Cuando en alguna sobremesa improvisada con los amigos nos hemos preguntado qué es el amor, no he encontrado unas palabras certeras que contestar. De la misma manera que nosotros mismos cambiamos a lo largo de la vida, se transforma subrepticiamente nuestra concepción del amor. Así, donde antes exhibía respuestas categóricas, impetuosas, fruto más de los ideales que de la experiencia, ahora encallo en un solitario mar de dudas, de suaves e infinitos matices de gris. Somos muy diferentes. El amor es un poliedro de facetas incontables, que refleja a cada uno como es.
Existen muchas formas de amor, como la de un padre a un hijo, quizás la más pura y desinteresada, o la amistad profunda.
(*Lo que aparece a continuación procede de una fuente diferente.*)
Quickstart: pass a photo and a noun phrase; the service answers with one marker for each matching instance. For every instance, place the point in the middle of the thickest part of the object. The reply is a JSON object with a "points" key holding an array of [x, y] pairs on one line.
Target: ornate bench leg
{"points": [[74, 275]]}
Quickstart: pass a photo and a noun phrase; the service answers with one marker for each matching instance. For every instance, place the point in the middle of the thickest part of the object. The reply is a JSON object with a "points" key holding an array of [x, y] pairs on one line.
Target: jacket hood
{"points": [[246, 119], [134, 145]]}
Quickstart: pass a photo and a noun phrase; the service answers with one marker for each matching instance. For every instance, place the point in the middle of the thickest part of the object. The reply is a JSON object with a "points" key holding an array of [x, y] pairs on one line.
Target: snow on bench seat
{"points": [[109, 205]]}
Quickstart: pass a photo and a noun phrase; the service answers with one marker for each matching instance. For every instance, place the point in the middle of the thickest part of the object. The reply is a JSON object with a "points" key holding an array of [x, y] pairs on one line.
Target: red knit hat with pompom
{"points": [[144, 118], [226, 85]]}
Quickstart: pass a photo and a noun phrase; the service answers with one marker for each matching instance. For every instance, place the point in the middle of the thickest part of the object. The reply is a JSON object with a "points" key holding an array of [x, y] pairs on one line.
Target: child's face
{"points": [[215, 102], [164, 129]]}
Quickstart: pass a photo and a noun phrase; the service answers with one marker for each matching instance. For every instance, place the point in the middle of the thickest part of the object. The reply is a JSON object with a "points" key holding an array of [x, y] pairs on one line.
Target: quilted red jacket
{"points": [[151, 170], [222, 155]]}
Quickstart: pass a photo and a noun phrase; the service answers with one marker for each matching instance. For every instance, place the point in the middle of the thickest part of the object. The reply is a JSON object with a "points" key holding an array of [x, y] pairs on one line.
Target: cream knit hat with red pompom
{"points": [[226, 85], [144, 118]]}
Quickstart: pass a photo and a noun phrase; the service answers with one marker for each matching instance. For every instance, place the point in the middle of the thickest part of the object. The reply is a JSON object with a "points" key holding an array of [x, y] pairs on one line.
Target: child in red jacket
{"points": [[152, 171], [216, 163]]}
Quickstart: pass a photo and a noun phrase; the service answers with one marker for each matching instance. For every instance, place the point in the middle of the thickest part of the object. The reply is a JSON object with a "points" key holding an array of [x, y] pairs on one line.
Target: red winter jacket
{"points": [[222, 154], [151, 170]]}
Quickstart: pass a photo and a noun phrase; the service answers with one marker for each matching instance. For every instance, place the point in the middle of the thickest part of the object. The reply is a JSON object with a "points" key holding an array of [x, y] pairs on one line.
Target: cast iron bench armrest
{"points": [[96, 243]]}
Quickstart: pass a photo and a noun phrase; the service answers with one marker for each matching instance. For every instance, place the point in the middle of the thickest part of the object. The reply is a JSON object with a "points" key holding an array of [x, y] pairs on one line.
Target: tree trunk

Sin embargo, hablando de amor, siempre acostumbra a venir antes a la cabeza el vínculo emocional de la pareja.
Recuerdo que en mi adolescencia encontrar el amor era una necesidad acuciante, como si mi proyecto vital solo cobrara sentido en relación a alguien. El amor o el desamor, la aceptación o el rechazo, se teñía de proporciones dramáticas, tormentosas, quizás absurdas. El romanticismo era el aire que un joven desnortado como yo necesitaba para respirar, el sueño para sentirse al abrigo de las incertidumbres.
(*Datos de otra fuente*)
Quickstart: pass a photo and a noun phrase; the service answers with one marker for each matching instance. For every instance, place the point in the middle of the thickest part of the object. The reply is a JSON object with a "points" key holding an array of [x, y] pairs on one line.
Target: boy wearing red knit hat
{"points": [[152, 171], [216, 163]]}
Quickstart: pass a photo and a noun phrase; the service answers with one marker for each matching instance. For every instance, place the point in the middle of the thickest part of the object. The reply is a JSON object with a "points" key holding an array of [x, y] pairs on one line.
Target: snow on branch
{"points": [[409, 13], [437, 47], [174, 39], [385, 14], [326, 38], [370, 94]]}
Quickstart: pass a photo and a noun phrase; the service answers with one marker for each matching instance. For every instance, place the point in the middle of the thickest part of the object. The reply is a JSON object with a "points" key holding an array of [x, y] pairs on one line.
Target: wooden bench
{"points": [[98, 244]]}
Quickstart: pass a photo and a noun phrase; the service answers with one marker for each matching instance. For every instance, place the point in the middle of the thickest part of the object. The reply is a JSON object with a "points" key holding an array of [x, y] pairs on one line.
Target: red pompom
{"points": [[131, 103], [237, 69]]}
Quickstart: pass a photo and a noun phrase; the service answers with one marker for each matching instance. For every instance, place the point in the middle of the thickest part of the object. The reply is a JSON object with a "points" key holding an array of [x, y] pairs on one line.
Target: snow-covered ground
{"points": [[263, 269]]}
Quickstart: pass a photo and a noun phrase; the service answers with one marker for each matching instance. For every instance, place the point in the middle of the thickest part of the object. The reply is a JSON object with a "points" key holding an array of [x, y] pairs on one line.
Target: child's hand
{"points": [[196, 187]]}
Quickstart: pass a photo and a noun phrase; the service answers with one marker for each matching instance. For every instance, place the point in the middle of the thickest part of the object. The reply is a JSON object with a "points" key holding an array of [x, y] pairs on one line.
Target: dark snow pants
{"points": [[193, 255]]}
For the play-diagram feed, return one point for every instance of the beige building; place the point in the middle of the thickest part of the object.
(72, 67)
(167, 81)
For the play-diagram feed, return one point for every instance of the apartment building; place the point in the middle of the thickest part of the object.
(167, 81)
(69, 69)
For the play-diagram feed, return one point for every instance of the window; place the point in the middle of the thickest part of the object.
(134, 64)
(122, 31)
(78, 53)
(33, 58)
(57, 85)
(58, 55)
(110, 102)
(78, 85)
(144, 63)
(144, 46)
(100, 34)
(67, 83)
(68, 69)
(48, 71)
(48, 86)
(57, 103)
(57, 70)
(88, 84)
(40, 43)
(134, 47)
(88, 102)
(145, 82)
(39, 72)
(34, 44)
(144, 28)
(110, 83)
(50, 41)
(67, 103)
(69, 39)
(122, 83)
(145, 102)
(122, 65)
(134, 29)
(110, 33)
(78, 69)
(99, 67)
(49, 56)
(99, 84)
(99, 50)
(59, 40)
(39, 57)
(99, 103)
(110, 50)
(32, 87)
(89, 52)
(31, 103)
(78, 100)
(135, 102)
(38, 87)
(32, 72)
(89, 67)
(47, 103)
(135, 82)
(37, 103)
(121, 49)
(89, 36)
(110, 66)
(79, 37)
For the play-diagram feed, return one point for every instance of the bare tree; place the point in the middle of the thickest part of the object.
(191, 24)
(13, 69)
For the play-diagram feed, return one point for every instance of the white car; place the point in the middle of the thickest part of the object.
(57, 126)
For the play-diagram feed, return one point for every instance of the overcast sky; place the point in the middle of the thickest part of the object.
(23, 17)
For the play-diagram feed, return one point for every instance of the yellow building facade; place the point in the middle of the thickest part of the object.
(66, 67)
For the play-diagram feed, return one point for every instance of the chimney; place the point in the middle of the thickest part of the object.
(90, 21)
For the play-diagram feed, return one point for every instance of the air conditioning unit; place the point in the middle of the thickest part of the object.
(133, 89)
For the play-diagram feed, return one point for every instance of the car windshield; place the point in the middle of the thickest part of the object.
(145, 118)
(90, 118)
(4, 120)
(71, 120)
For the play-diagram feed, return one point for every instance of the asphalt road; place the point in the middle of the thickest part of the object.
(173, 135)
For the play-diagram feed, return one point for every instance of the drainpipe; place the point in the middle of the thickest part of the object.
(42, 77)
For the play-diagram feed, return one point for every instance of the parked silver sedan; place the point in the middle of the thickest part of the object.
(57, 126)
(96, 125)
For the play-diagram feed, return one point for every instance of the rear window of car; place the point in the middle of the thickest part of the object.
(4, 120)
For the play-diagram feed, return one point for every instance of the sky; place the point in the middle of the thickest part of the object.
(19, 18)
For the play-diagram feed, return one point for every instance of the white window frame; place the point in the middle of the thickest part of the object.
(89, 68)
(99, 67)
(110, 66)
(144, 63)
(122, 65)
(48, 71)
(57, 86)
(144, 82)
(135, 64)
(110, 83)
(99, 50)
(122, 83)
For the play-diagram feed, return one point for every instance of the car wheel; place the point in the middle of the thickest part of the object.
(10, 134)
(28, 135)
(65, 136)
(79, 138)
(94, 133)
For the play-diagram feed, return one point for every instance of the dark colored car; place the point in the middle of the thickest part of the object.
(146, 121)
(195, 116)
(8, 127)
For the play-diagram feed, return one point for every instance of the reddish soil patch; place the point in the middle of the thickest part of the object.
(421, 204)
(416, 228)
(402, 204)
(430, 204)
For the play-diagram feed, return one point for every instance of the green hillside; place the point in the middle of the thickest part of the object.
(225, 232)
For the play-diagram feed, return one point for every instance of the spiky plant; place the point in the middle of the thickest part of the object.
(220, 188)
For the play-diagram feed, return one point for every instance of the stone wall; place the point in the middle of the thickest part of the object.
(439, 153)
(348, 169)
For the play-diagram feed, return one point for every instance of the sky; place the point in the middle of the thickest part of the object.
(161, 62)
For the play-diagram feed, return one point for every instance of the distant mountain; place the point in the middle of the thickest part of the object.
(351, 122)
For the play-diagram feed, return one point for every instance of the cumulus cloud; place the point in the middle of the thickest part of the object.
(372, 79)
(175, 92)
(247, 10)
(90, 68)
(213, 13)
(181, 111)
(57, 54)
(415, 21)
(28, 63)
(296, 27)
Quienes ahora me conocen puede ser que piensen que aquel Oscar hace tiempo que murió. El romanticismo es una creación de los siglos XVIII y XIX que ha logrado el gran triunfo de sobrevivir a la época que lo vio nacer. Aunque reconozco que es el motor de una enorme creatividad, que goza de una excelente salud en el arte, cierto es que nadie dijo que condujera a la felicidad en la vida real. Dejémoslo en un bello ejercicio teórico.
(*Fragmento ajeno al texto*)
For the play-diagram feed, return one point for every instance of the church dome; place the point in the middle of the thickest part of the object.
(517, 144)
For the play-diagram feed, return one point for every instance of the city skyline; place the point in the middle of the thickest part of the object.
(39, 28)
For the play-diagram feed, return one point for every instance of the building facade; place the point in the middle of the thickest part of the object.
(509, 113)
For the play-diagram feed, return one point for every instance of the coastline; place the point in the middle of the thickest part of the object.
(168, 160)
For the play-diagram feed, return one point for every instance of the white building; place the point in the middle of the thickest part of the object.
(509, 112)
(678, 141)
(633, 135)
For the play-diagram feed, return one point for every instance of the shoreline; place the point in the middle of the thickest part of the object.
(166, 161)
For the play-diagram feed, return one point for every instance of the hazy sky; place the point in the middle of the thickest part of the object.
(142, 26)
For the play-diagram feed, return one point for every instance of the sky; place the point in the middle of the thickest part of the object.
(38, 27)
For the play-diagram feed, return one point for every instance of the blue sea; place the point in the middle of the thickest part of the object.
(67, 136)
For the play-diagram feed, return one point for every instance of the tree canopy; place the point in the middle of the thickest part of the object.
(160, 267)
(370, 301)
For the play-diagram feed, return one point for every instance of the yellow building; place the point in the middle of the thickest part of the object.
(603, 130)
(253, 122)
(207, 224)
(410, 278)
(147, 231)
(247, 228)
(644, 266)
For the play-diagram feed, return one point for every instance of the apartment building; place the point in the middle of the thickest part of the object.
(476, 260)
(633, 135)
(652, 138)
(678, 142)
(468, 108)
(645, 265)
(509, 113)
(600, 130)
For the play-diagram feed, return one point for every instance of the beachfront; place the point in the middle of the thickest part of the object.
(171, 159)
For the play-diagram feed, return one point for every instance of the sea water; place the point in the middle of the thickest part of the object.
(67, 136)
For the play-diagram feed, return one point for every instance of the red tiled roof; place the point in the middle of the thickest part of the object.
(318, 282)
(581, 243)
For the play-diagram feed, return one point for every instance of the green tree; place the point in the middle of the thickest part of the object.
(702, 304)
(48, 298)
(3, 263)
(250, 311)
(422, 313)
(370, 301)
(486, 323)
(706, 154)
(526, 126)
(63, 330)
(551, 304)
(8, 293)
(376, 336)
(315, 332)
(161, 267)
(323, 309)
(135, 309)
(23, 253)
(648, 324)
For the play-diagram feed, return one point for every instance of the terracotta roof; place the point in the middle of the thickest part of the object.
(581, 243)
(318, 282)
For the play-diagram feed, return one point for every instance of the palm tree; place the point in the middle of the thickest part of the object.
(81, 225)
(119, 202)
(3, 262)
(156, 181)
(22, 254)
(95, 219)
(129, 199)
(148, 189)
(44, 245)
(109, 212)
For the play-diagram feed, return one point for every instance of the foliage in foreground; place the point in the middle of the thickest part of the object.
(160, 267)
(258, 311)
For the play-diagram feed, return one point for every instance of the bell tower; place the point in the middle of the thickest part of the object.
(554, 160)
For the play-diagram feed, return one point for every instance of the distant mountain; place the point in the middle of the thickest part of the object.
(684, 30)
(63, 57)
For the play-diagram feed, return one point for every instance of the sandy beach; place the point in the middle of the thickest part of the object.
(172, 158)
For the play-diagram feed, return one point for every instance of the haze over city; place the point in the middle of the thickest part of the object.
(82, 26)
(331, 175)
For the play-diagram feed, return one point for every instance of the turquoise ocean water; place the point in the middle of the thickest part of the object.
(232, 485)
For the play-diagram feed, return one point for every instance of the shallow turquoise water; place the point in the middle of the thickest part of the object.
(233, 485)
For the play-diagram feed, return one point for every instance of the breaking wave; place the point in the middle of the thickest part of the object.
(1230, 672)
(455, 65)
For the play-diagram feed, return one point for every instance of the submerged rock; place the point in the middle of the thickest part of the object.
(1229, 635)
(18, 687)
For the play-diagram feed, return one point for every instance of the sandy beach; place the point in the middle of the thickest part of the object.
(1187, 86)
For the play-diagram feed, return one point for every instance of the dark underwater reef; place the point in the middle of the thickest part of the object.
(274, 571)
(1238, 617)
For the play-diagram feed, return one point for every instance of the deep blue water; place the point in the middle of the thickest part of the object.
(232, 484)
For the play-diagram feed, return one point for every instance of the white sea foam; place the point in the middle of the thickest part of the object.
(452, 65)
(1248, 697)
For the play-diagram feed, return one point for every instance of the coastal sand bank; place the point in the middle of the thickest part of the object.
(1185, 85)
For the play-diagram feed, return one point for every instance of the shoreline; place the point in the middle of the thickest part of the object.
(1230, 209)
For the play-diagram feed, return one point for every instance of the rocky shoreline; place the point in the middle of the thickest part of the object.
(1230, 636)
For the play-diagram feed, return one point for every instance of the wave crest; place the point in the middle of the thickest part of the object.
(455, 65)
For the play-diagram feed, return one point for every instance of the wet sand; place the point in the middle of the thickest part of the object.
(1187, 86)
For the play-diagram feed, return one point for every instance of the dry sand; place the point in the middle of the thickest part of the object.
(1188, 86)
Yo creo en el primer amor tierno, entregado y limpio de los jóvenes. También en aquel otro, sereno, leal y profundo, que ya me toca por edad, que procura no hacer planes a largo plazo pero tampoco la satisfacción puntual. Significa olvidarse del yo para abrazar el nosotros. Se cuenta por aquello que das por encima de aquello que recibes. Es comprender que la imperfección y la rutina, incluso la temporalidad de su existencia, es el reverso necesario del sueño que nos vendieron los románticos.